Under Biden's most extensive program, America is committed to infrastructureBiden'sement and improvement, but the military-industrial complex comes first. Wars are big business, and that is our only game.
Continuing the Biden trajectory, I have trouble calling it a program, and it is certainly not revolutionary and may hold the American Empire together until 2030. But that is dependent on:
The current sea temperature explosion being a temporary effect of El Nino and not permanent.
We get control of the neofascist cults. This is not just Trumpists but also those in the EU, Africa, India, and Turkey.
Israel is contained and punished, forced to fund the rebuild of the Palestinian state pieces. Gaza alone will consume billions and should keep the capitalist states occupied for years.
Serious international efforts are being made to reduce consumption, create planetary assets, and improve climate management.
Given some or all of the above, this is the managed decision. This won’t save us, but we may be able to manage the growing climate and food chain disasters to our maximum ability.
The Highway to Hell
If fascists and criminal reality deniers gain control, there will be little or no effort to manage the collapse. Greed and corruption will rule.
Will this make a lot of difference? Probably not. Things will be much worse for some parts of the population, and the hope for relief will be lost due to the absence of national medical management during the COVID-19 pandemic under Trump.
Despite the American media hysteria over Trump, most people are now becoming involved and are not deluded by the clown show.

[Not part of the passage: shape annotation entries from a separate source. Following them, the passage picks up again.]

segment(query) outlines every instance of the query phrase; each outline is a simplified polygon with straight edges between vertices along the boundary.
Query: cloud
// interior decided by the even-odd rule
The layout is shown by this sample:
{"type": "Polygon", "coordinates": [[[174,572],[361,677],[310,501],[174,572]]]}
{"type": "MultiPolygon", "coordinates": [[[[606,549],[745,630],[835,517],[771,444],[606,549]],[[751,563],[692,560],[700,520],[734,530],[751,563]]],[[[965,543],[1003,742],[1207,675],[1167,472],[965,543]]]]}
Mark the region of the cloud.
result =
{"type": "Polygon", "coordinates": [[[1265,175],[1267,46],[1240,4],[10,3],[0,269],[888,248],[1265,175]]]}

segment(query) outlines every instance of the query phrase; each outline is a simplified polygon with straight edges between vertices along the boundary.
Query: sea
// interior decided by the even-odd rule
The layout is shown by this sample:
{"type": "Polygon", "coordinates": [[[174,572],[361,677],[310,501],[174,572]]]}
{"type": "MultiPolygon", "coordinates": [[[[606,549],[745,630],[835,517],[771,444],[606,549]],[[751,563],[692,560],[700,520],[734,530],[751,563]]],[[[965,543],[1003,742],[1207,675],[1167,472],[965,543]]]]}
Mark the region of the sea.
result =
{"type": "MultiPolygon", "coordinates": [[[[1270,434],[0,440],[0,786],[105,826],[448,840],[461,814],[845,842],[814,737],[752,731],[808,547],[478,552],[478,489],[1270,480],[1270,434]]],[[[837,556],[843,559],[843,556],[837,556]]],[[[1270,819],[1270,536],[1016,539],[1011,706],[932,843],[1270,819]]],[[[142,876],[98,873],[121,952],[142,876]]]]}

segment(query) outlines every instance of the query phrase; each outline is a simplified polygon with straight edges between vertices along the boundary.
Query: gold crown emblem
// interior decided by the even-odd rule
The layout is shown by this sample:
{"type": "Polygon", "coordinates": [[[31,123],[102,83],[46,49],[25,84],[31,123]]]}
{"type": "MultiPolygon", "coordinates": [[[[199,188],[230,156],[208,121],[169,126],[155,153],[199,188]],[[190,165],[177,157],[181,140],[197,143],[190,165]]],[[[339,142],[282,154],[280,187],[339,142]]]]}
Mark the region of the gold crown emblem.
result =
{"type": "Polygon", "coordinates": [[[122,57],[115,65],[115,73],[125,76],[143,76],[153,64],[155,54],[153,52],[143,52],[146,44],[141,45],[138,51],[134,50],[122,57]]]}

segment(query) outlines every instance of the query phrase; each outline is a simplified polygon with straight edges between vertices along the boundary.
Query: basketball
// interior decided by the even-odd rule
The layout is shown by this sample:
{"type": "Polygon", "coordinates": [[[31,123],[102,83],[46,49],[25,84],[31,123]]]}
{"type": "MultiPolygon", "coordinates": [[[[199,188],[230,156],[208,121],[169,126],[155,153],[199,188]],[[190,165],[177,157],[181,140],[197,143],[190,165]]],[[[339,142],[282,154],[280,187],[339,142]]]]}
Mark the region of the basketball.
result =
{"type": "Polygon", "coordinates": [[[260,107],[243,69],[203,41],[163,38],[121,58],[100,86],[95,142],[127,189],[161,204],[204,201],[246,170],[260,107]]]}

As climate disasters grow, the US and probably other American Empire nation-states will begin disintegrating. Should the Trumpists be able to steal the 2024 election, that will happen quickly, I think.
Again, none of this will make much difference beyond the immediate future.
Less Likely Alternatives
With the current planetary reality, there is not much that we can do. Even a sudden international commitment to end fossil fuel use will have little impact on what needs to happen, as our population and resource use have been so out of line for decades.
The price must be paid. How much we can slow the rate of dying is the only question.
While a percentage of the human population will hold onto hope for a miracle, none are adequate in size to have much effect. This is a policrisis made up of hyperobjects that have no individual solution and is not solvable by something like the agricultural revolution of the mid-20th century that allowed us to support our overshoot population for a few decades.
We are all not going to die next Tuesday, next year, or the next century. Many people are already dying in the Middle East and elsewhere. There will be continuous and growing causes for population loss.
In America, there are more people dying due to the failure to provide universal medical care and adequate nutrition. We accept that as normal.
We will accept much higher death rates as normal and greater human suffering as normal with far greater insecurity. This will be terrible, but only for those of us who remember how it once was and what we hoped we could achieve.
However, suffering steals need to be reduced, and lives still need to be maintained. There is work to do, and it won’t be done by magic, myth, or religion.
I always appreciate your well-reasoned sobering perspective. And I must disagree on your use of the word religion. In my opinion mature religion is what we need more and more of and is often the motivator for those who act in crises as Camus character in the Plague. And most people wouldn't know mature religion if it bit them in the ass to paraphrase Frank Zappa
I wish I could disagree with any of your logic.